What the (DAMS) Bill Proposes:
Establishing Clear Definitions and Oversight Roles
The bill defines key digital asset terms across the Securities Act of 1933, Exchange Act of 1934, and Commodity Exchange Act, laying the groundwork for consistent treatment. It gives the CFTC authority over digital commodity spot markets and permits the SEC to retain fraud oversight in markets it doesn’t fully regulate.
Requiring Market Participants to Register
New registration regimes would apply to:
- Digital commodity exchanges, brokers, and dealers under CFTC rules.
- SEC-registered entities dealing with stablecoins and associated digital commodities.
Protecting Consumers Through Developer Disclosures
To address fraud and user risk, the bill mandates:
- Detailed disclosures by digital asset developers about the asset’s structure, governance, and economics.
- A new “mature blockchain” certification process that distinguishes early-stage networks from established ones.
- Limits on insider sales.
Supporting Innovation Without Compromising Compliance
The bill carves out regulatory exemptions for certain decentralized finance (DeFi) activities, including:
- Validating transactions
- Publishing or updating blockchain software
- Providing user interfaces and wallets
It also recognizes blockchain custody practices, allowing institutions to hold customer digital assets without being penalized on their balance sheets—so long as operational risks are controlled.
Post-Election Agenda: Washington Eyes Global Tech Supremacy
The one-pager accompanying the draft presents the legislation as part of President Donald Trump’s vision to position the U.S. as the “crypto capital of the world, while aiming to reverse the enforcement-heavy approach taken under the Biden administration, particularly by SEC Chair Gary Gensler.
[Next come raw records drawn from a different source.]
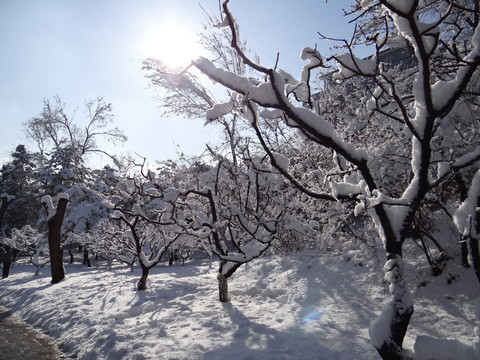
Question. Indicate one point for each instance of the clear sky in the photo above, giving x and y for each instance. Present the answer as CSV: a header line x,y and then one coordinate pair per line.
x,y
84,49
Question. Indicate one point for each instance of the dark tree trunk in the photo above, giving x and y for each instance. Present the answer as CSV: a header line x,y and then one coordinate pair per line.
x,y
54,233
3,210
86,259
142,283
222,288
399,310
464,247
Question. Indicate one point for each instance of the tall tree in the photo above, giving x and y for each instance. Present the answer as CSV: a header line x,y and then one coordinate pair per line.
x,y
17,189
426,109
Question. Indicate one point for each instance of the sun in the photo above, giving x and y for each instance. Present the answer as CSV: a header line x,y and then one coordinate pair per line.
x,y
175,45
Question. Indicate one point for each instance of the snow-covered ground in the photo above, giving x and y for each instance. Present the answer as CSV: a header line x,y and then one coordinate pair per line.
x,y
303,306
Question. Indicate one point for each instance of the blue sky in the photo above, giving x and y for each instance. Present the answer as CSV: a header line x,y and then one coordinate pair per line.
x,y
83,49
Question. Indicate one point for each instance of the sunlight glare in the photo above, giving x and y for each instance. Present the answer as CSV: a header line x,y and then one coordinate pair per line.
x,y
173,44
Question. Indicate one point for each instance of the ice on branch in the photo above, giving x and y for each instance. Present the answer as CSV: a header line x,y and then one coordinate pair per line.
x,y
219,110
349,65
314,60
170,195
48,204
108,204
466,213
223,23
137,210
282,161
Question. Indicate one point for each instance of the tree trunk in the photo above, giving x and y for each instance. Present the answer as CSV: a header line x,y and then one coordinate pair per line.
x,y
464,247
222,288
475,256
142,283
86,259
388,330
54,233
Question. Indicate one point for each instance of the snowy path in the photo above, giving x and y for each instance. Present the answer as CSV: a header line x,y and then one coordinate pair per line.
x,y
297,307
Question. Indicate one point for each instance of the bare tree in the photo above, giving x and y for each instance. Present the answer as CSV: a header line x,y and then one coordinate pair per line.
x,y
54,129
427,109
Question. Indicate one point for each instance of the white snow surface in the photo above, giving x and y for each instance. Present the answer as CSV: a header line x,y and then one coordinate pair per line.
x,y
303,306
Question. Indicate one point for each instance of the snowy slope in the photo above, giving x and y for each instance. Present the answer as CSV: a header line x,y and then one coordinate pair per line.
x,y
296,307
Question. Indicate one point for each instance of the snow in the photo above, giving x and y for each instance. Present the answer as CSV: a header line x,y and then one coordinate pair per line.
x,y
292,307
46,200
282,161
466,213
170,195
349,65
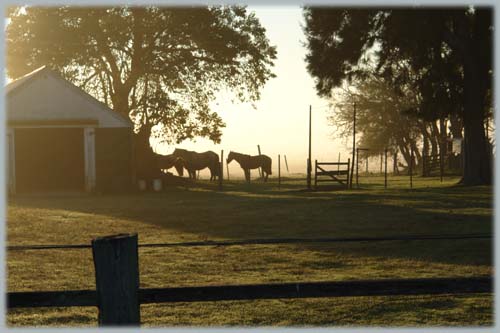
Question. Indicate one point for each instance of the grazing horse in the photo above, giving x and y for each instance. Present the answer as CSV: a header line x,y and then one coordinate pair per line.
x,y
194,161
165,162
248,162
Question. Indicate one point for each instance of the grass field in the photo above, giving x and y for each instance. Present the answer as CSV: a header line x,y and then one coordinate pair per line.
x,y
259,210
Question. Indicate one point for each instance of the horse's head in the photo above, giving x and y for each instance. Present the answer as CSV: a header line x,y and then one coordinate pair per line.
x,y
178,152
230,157
179,166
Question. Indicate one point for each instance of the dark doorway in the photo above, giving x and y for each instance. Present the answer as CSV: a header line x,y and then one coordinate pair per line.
x,y
49,159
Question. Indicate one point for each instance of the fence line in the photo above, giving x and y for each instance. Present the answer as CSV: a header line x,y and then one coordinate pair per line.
x,y
265,241
386,287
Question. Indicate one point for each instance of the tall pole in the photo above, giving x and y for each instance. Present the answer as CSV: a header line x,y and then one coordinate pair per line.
x,y
353,143
309,158
411,166
279,171
381,159
260,169
357,167
385,170
221,169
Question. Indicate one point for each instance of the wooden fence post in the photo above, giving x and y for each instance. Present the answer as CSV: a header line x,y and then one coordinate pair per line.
x,y
117,279
381,159
316,174
411,167
357,167
260,169
279,171
221,169
385,169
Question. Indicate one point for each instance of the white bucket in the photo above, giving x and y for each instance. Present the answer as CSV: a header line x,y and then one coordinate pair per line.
x,y
142,185
157,185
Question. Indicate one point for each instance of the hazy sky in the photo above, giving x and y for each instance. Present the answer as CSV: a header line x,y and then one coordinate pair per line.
x,y
279,124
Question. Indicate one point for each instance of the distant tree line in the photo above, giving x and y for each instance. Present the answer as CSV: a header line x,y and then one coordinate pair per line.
x,y
412,69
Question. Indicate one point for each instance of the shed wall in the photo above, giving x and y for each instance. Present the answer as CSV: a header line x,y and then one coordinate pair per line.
x,y
114,170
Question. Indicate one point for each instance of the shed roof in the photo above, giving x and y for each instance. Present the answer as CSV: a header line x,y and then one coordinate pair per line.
x,y
44,97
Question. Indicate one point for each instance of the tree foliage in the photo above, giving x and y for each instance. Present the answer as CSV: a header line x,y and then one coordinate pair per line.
x,y
444,54
160,66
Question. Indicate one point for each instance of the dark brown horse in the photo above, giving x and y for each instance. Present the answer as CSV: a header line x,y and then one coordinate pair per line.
x,y
248,162
165,162
194,161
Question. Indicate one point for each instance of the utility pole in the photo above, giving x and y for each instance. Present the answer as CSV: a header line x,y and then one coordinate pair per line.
x,y
353,143
260,169
309,158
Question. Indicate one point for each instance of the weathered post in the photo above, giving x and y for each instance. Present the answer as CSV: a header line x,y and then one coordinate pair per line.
x,y
411,166
260,169
425,152
221,169
309,167
117,279
279,171
357,167
315,174
381,159
353,143
385,168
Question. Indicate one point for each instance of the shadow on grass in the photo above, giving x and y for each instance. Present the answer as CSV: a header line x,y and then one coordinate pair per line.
x,y
256,210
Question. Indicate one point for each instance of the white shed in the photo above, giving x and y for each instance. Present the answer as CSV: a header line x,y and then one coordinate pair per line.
x,y
62,139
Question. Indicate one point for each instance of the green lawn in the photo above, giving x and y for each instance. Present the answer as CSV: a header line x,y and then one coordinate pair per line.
x,y
259,210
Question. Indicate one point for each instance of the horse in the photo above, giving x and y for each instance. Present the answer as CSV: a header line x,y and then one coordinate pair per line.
x,y
194,161
248,162
165,162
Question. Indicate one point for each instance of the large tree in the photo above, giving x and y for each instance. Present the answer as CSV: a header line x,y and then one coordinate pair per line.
x,y
382,117
160,66
448,50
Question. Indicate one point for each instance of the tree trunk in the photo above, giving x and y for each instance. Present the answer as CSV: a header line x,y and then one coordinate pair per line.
x,y
146,160
477,159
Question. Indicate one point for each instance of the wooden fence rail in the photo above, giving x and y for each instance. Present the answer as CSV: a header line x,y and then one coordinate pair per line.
x,y
118,296
265,241
386,287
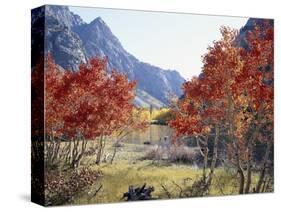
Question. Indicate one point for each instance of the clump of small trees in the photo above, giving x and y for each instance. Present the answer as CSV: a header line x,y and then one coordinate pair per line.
x,y
232,102
77,108
87,105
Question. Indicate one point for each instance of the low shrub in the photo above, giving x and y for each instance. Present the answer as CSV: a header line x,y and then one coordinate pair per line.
x,y
61,187
183,154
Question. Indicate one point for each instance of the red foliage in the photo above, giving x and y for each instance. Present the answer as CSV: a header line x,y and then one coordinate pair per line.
x,y
89,102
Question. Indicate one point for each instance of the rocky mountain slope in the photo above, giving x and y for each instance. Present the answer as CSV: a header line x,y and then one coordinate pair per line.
x,y
71,41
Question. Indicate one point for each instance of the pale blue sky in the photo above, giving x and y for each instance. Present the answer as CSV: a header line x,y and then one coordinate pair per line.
x,y
168,40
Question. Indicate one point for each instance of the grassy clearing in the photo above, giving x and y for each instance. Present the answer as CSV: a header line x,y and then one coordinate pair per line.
x,y
128,169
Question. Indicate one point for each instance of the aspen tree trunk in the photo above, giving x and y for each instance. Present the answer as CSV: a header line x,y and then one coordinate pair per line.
x,y
214,156
263,170
100,145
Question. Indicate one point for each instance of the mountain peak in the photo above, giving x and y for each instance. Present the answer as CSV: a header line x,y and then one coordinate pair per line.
x,y
64,15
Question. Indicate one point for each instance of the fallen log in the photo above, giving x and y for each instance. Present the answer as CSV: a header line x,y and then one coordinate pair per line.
x,y
138,193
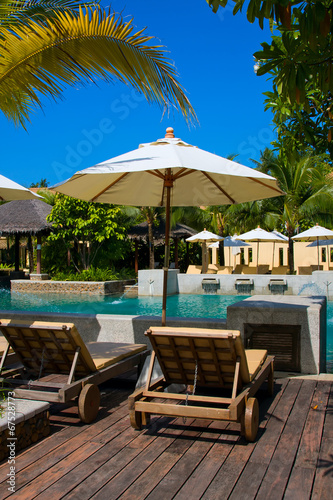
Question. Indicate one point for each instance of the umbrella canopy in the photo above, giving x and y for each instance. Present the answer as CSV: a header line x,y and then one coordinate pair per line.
x,y
315,233
233,245
257,235
282,236
10,190
169,172
204,237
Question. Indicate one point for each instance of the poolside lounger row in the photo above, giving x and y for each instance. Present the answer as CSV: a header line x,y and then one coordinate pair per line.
x,y
203,359
57,366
By proposing a “lasting framework” designed to “protect users while fostering technological growth”, the bill reinforces a broader push for innovation-friendly regulation in the post-election policy landscape.
Market and Investor Impact: What This Means Going Forward
For investors, the proposed legislation aims to provide greater transparency, legal clarity, and stronger safeguards, as regulated platforms would be required to segregate client funds, clearly disclose asset-related risks, and offer optional blockchain-based services, like staking, without imposing participation mandates.
For U.S.-based crypto firms, this could reopen pathways to innovation and fundraising without fear of regulatory retaliation.
The dual-agency structure also makes it easier for companies to determine which rules apply and how to comply, potentially attracting institutional investors previously deterred by ambiguity.
If enacted, the bill could stabilize crypto markets, reduce volatility caused by enforcement uncertainty, and bring venture capital back to U.S. projects that had shifted offshore.